Reduce Trash and Use Less Paper Products

“Wait a minute… where did the forest go?”

This was the question I posed to Matt as we viewed large breaks in the forest during our recent fall color tour in the upper peninsula of Michigan. His explanation about logging (and the bare spots in the landscape) reminded me that living without dependence on paper products is a more sustainable way of life… and easier than you might think! Check out my rant on the side of the road as I considered this thought.

I bought my last roll of paper towel about three years ago after a challenge from Matt to stop using them. It wasn’t an instant transition to washable ragsmicrofiber cloths, and sponges. In fact, I kept hidden rolls of paper towel around the house for a few months because I didn’t think it was possible to go completely without this clean, white, easily disposable companion! The ban on paper towels was just the beginning for us, leading to a host of other reusable products making their way into our lives.

Alternatives to paper products

Paper towel

In the kitchen we use dish towels, microfiber cloths, sponges, and hand-knitted washrags (learn how to make your own here). For cleaning and other dirty jobs around the house we use microfiber cloths, cellulose sponge cloths, old t-shirts cut into rags, socks that are beyond repair, and washcloths that are no longer making the cut in the bathroom. These all end up getting laundered and reused.

It feels very fancy and fun to use cloth napkins at every meal! We had a drawer full of cloth napkins that were only being used a few times a year until we stopped buying paper napkins. Cloth napkins last a long time, are more absorbent than their paper counterpart, and won’t shred when you’re wiping that red spaghetti sauce off your face. Hint: Many times you are only blotting your face or wiping crumbs from your fingers, so you don’t have to wash them after every single use. We keep our napkins at our respective spots at the table and family members are responsible for throwing napkins into the laundry when they need a fresh one. Guests always get a fresh one. :)

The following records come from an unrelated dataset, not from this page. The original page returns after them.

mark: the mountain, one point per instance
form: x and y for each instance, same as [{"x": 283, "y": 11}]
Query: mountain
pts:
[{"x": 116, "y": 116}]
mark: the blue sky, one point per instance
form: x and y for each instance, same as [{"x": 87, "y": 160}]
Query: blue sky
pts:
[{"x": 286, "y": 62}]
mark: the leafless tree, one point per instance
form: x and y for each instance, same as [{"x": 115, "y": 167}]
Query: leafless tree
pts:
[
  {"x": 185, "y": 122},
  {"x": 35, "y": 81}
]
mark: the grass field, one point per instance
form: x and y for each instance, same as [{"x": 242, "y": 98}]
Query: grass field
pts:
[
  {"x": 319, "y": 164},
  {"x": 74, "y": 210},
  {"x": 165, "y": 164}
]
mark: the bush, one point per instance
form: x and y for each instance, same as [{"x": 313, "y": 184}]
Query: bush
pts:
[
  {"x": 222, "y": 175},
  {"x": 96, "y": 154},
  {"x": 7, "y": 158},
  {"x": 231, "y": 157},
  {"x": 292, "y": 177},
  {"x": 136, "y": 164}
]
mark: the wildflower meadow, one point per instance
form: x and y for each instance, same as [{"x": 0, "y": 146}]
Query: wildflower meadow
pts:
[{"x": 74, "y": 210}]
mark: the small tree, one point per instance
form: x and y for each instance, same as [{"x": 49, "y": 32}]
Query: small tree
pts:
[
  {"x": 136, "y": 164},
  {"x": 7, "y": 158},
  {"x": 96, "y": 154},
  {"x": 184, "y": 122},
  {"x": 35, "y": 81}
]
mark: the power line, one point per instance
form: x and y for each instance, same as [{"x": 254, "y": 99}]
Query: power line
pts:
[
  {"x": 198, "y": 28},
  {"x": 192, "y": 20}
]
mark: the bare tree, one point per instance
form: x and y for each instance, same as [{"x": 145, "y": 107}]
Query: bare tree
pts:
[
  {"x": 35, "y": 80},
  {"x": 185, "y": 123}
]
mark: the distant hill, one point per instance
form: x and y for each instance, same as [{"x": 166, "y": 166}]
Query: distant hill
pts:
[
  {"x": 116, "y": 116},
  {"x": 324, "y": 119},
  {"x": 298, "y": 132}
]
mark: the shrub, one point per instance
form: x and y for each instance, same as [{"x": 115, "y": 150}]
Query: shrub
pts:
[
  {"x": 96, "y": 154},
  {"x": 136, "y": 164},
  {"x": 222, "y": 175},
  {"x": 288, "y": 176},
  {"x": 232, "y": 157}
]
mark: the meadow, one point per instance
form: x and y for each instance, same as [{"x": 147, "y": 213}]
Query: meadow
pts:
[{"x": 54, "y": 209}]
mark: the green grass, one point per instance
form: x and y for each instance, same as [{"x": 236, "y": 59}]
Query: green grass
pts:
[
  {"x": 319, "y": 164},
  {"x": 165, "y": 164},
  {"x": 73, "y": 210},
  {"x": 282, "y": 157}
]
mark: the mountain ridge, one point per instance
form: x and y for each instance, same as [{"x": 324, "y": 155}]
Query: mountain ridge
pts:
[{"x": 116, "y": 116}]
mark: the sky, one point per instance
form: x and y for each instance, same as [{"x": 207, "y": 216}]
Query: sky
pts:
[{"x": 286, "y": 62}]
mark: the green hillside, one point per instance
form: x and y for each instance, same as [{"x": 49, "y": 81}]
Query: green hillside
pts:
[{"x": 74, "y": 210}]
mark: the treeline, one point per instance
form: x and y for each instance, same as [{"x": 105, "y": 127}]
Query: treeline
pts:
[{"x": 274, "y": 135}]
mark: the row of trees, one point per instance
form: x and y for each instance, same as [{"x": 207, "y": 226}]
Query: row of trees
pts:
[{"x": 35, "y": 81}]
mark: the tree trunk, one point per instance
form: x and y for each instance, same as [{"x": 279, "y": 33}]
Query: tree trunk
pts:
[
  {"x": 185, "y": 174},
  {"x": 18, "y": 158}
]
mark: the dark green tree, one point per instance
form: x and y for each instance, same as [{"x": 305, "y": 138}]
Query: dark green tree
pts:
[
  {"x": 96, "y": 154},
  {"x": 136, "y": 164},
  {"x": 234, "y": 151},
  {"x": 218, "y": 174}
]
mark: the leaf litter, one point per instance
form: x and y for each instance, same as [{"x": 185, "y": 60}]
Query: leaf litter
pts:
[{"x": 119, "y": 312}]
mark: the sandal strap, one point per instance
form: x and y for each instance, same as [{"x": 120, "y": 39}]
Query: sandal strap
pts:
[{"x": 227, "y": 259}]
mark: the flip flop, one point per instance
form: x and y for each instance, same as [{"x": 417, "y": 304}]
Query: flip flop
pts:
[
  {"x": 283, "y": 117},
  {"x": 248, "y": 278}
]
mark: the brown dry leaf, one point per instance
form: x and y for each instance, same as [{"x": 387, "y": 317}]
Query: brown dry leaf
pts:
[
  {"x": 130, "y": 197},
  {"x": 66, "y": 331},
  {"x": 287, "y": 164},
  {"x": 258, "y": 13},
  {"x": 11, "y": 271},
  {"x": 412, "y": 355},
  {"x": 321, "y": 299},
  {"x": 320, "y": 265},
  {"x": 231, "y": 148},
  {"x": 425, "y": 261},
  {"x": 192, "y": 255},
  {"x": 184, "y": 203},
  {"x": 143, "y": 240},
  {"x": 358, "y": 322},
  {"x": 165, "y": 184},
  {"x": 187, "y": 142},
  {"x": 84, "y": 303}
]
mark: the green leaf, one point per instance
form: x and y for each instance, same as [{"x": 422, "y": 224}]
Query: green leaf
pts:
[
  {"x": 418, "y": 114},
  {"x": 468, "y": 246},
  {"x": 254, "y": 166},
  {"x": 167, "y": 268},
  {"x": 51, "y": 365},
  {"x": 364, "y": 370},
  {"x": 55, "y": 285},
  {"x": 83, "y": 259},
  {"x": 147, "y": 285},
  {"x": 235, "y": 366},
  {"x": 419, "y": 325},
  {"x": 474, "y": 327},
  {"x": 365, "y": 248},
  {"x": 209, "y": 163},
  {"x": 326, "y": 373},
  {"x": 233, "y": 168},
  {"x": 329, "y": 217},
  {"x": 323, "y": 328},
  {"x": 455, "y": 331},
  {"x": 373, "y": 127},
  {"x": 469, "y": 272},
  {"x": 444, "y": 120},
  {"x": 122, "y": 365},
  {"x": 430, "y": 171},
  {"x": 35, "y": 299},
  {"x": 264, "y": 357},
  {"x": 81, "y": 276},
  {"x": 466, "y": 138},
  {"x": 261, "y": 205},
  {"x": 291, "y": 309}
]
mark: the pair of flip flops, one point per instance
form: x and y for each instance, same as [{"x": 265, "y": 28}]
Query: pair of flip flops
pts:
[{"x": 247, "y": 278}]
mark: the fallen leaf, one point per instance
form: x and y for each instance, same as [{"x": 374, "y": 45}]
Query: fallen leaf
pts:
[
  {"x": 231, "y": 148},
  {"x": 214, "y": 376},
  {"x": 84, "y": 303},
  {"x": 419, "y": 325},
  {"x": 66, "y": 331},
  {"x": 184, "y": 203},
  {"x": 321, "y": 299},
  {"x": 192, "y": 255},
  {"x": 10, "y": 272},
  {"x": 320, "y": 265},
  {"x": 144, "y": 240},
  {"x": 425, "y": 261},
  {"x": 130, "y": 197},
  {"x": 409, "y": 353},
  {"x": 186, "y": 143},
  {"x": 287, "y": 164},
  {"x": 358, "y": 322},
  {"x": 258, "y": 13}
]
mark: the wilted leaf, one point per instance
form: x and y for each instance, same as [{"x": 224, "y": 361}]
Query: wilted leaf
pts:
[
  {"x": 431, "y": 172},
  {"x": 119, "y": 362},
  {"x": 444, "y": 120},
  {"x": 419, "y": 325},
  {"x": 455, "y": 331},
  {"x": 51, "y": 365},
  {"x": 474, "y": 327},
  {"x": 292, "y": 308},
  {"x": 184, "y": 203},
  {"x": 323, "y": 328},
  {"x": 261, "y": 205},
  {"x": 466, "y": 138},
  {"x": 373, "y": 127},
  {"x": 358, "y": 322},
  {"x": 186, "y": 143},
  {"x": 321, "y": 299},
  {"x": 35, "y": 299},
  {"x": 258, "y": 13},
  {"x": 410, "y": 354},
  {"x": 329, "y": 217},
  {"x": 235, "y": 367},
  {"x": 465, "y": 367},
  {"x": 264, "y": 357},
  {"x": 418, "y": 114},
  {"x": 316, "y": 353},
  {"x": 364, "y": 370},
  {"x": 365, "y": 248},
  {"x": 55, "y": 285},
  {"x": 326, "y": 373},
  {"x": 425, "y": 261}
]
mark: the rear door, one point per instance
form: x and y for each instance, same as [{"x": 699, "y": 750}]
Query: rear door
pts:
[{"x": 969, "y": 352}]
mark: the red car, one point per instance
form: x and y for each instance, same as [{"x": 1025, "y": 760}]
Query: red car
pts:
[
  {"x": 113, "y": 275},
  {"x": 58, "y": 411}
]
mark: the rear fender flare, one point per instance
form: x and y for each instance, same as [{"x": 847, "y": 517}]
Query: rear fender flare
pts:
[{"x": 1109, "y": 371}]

When Matt started using handkerchiefs I thought it was disgusting! However, I became a believer after one extremely drippy-nosed cold. They won’t leave your nose raw, and they hardly take up any space in the laundry. We still keep tissues out for guests, but haven’t purchased any in over a year.

Paper plates

I’m irritated at the price of paper plates and would rather spend a few minutes washing real dishes or loading the dishwasher than throwing money away buying these.

Coffee filters

Reusable coffee filters can be purchased for most coffee makers. We found one a few years ago and no longer need room in our cupboards, our grocery budget, or our trash for disposable filters.

Brown paper bags

Instead of “brown bagging” my lunch, I opt for a sturdy, cute, reusable lunch bag/tote. These can last for a few years if taken care of, protect your PB&J better than the brown bag, and usually keep things at a more desirable temperature.

Paperless and happy

Not only are we saving TONS of money in our grocery budget by using these paperless alternatives, we’re also loving that we no longer rely on products once viewed as necessities. After making the switch, we could never go back to the throw-away mindset we used to have.

Now when I stumble upon one of my leftover stashes of paper towel from three years ago, it’s like seeing an estranged friend. We had a good time while it lasted, but the relationship has definitely run its course.

Are there any paper products from my list you could live without? Challenge yourself and see the difference it makes in your budget, your beliefs about consumerism, and the amount of trash you have at the end of the week!